13.10.2014, 13:14 Uhr

Wer ist für eine Katze verantwortlich?

Grundsätzlich liegt die Verantwortung für ein Tier beim Halter, das ist jene Person, die ständig oder vorübergehend für ein Tier verantwortlich ist oder ein Tier in ihrer Obhut hat, muss aber nicht unbedingt der Besitzer des Tieres sein.

Bei Katzen, die mit ihrem Besitzer im Haus leben und dauerhaft von diesem versorgt werden, ist der Halter klar.
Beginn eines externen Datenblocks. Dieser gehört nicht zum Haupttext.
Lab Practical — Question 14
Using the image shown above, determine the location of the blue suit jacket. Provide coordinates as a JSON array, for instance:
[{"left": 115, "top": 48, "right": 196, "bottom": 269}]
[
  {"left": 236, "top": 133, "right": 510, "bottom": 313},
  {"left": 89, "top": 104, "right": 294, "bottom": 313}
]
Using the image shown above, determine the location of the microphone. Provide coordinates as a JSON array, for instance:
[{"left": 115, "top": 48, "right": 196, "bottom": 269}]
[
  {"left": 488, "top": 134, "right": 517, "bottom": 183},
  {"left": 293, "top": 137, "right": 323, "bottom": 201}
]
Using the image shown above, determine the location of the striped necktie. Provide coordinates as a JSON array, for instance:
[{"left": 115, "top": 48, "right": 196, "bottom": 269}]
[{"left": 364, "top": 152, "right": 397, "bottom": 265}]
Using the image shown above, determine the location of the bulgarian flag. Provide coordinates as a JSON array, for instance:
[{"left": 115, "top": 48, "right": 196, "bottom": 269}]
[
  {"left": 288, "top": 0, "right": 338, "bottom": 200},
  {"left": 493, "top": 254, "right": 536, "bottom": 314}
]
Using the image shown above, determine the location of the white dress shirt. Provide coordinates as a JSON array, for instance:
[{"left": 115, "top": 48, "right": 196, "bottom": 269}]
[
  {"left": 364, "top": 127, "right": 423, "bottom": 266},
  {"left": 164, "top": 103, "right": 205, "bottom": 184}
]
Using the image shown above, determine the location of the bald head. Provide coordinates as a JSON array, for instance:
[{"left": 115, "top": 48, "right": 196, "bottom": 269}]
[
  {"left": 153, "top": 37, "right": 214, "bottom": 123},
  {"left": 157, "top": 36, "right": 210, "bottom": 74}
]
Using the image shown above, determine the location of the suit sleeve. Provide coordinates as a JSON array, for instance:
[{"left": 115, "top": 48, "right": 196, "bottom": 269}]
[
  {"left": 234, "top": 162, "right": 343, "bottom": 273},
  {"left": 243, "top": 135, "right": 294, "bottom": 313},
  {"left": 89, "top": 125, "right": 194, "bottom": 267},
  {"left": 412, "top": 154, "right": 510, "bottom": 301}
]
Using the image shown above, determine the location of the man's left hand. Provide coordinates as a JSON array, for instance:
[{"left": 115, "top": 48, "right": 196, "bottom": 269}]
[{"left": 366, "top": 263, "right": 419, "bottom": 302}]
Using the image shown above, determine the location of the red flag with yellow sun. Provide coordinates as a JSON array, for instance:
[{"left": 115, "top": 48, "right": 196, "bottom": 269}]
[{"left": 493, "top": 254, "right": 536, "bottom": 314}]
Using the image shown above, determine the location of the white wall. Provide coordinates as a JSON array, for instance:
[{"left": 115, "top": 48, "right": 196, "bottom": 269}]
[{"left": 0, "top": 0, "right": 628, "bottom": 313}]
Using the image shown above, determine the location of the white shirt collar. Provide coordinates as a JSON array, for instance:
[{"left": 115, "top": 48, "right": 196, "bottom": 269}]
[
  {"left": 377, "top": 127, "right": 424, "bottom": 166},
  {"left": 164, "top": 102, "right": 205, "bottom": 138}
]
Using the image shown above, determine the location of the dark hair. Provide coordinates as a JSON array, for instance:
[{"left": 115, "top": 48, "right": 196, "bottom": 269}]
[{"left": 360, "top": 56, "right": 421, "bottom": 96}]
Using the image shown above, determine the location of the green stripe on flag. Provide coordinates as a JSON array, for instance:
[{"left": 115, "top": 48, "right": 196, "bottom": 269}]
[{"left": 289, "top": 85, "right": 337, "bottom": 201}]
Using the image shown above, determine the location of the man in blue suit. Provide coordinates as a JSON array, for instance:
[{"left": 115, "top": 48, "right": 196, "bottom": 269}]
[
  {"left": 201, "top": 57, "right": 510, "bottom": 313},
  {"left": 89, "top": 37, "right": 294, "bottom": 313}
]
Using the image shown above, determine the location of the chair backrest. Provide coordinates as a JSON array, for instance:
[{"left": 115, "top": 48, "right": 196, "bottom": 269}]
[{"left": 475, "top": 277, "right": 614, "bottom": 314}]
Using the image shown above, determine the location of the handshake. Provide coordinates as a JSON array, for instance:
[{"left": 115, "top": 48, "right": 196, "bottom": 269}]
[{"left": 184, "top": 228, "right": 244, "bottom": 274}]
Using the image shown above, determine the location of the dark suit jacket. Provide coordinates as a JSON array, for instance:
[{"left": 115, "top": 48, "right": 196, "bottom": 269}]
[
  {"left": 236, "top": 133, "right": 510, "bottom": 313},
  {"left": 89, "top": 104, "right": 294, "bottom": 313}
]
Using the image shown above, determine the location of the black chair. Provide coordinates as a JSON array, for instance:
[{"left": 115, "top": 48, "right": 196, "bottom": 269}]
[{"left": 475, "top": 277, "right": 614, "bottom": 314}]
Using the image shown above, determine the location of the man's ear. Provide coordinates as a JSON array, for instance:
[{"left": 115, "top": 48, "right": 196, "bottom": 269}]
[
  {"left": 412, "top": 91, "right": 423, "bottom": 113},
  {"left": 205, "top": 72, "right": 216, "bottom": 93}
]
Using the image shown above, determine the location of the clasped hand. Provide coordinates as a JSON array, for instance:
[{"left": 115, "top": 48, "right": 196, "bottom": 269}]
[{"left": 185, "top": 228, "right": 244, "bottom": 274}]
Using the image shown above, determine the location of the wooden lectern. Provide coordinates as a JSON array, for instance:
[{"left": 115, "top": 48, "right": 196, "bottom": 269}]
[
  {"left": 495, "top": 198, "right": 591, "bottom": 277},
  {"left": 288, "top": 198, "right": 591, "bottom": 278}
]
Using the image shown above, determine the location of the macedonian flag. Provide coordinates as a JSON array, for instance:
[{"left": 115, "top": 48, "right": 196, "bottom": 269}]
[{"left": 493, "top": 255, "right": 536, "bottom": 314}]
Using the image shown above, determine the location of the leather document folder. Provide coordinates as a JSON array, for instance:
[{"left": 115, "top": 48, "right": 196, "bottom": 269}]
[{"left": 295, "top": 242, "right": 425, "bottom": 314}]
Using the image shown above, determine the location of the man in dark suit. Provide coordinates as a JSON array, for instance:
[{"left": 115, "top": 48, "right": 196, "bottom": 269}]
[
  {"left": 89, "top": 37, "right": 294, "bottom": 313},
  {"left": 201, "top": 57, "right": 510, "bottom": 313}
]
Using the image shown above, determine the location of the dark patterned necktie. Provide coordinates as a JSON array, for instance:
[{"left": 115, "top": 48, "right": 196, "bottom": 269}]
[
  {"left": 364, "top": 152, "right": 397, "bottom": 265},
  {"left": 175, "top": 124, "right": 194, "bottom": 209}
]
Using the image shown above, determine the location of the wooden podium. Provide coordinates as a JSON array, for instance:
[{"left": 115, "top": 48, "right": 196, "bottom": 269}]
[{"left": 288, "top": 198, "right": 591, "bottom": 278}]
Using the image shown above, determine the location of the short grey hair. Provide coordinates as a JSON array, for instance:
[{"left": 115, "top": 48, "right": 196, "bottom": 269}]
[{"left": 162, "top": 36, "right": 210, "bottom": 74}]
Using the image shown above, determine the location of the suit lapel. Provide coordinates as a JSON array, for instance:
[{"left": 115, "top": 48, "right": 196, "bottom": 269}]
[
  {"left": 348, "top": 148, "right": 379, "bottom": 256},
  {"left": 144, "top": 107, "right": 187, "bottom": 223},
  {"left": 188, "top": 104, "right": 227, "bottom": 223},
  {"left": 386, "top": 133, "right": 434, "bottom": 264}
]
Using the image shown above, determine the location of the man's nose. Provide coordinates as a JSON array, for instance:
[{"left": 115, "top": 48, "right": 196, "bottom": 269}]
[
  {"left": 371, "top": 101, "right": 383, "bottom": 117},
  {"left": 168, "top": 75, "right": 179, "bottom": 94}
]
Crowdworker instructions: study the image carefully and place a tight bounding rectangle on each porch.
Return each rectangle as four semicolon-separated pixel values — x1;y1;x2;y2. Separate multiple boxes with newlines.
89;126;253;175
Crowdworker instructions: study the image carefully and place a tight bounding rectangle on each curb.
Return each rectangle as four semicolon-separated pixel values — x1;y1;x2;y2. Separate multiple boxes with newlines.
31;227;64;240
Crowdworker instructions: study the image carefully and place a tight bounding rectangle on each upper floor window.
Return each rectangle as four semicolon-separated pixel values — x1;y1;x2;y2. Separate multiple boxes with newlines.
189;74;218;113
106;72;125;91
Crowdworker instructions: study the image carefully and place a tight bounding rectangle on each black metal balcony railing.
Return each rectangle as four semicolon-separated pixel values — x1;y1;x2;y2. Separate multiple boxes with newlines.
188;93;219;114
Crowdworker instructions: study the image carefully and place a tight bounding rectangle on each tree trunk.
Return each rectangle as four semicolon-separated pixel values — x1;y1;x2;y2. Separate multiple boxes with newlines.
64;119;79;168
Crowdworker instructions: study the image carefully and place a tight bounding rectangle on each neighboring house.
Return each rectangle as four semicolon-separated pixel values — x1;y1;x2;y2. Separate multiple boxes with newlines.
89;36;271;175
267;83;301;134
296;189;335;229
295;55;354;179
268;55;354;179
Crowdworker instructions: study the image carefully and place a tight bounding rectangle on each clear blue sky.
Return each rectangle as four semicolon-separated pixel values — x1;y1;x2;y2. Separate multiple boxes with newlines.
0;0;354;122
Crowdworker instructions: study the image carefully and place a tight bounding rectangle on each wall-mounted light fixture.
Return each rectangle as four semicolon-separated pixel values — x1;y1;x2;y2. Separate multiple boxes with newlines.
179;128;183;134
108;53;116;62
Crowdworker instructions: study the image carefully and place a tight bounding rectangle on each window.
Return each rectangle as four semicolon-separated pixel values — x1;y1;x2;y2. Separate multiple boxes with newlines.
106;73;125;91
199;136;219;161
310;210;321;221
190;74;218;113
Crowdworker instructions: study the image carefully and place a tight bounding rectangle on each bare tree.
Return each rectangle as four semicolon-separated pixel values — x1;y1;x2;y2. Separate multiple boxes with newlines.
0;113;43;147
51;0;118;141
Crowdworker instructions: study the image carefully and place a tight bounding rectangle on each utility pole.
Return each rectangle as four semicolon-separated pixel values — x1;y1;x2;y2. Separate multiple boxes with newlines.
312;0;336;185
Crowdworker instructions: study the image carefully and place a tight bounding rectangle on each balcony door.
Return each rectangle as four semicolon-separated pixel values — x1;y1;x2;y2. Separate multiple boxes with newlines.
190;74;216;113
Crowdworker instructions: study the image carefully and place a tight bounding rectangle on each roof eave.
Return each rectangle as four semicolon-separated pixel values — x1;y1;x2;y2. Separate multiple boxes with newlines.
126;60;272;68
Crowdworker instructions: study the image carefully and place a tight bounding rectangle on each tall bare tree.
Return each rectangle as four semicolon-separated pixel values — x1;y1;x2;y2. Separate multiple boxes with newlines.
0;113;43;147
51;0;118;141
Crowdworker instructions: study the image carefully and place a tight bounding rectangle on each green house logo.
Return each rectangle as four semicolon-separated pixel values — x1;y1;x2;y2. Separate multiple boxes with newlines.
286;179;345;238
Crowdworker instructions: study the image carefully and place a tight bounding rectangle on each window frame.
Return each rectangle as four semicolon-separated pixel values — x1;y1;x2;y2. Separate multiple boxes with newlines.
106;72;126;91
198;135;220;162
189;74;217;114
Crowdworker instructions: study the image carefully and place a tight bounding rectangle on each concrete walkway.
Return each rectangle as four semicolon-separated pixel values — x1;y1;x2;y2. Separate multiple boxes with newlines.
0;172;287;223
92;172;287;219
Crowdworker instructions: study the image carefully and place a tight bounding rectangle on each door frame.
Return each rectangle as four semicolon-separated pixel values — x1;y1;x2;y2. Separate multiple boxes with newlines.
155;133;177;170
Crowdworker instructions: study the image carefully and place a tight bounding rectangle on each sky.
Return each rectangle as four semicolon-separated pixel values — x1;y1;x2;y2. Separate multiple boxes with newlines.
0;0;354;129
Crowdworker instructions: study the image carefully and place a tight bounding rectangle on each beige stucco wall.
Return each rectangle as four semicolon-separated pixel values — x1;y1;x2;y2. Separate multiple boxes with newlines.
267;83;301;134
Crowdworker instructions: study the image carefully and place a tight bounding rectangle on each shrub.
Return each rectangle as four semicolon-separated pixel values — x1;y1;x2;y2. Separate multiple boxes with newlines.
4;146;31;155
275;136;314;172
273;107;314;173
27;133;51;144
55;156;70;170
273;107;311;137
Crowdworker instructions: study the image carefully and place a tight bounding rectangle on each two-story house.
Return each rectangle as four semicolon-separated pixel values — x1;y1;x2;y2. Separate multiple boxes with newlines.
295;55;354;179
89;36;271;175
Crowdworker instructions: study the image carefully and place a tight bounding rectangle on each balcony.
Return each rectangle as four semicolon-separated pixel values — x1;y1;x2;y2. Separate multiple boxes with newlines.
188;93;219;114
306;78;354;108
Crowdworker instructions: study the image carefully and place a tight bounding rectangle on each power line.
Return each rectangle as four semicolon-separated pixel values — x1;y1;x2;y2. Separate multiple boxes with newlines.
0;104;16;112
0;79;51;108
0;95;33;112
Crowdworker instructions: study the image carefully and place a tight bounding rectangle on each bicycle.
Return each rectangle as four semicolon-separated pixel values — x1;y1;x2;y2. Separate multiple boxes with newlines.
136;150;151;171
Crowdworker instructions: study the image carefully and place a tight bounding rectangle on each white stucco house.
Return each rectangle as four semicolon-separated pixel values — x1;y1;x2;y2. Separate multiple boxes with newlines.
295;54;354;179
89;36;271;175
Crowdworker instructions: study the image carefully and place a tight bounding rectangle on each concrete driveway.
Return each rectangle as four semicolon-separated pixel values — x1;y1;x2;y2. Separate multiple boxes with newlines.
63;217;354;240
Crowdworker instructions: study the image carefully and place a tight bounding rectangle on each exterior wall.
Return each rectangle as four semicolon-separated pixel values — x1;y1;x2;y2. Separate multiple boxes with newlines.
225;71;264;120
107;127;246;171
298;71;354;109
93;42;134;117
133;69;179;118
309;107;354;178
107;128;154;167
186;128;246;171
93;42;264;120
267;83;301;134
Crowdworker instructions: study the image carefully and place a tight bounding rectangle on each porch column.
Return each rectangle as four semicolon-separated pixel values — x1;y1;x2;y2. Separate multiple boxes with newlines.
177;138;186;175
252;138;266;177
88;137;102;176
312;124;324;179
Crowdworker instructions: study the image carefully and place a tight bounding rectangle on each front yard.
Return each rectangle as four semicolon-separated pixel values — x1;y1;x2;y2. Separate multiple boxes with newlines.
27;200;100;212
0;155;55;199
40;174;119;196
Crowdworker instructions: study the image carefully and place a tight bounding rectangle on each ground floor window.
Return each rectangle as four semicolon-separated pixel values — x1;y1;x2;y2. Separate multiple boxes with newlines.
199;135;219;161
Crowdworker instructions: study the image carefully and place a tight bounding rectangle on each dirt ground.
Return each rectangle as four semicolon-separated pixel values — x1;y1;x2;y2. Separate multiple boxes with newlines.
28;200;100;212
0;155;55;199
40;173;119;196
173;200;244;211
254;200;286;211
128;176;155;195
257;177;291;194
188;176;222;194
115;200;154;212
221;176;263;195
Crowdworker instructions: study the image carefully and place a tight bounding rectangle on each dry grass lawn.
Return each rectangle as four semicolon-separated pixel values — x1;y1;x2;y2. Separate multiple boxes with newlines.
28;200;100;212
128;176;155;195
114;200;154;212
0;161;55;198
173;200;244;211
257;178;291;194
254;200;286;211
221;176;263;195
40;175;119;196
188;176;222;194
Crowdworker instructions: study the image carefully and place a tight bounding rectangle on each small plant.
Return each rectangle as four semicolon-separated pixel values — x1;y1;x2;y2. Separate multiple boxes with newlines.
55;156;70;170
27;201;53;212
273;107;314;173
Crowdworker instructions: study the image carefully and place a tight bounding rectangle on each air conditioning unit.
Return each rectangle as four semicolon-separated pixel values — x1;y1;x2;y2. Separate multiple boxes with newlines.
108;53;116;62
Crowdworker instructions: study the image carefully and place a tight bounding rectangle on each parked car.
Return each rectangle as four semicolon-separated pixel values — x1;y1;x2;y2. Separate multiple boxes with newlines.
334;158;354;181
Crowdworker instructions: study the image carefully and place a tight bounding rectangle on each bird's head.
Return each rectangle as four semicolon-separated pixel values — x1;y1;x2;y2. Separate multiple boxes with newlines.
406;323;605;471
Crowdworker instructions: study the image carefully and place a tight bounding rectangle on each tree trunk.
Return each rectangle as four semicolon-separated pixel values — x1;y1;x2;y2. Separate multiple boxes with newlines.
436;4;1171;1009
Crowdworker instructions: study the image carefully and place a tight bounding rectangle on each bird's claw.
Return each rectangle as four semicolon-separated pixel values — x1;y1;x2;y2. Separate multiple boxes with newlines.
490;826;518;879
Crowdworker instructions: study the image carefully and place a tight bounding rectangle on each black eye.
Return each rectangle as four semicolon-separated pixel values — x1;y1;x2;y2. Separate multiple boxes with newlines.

Bei verwilderten Tieren und Streunern kann das aber sehr wohl ein Problem sein, denn die haben keinen Halter im eigentlichen Sinn und keiner ist für diese Tiere verantwortlich.

Was sehr viele nicht wissen oder ihnen nicht klar ist: Füttert eine Person über einen längeren Zeitraum oder dauerhaft fremde, verwilderte oder streunende Katzen, übernimmt diese automatisch die Verantwortung für die Tiere und ist somit auch als deren Halter anzusehen!

Wer also Katzen füttert, die ihm nicht gehören, ist trotzdem für diese verantwortlich, obwohl er offiziell nicht deren Besitzer ist! Somit übernimmt diese Person auch alle Pflichten eines Halters. Die wichtigsten davon sind die Kastrationspflicht, die tierärztliche Versorgung im Krankheitsfall und die Parasitenbekämpfung, falls diese erforderlich ist. Notfalls kann die Behörde dies auch anordnen. Natürlich muss der „Halter“ auch alle Kosten dafür tragen. Die Pflicht auf Versorgung weitet sich auch auf den Nachwuchs unkastrierter Katzen und jeden weiteren„Neuzugang“ aus, der durch das Futterangebot angelockt wird.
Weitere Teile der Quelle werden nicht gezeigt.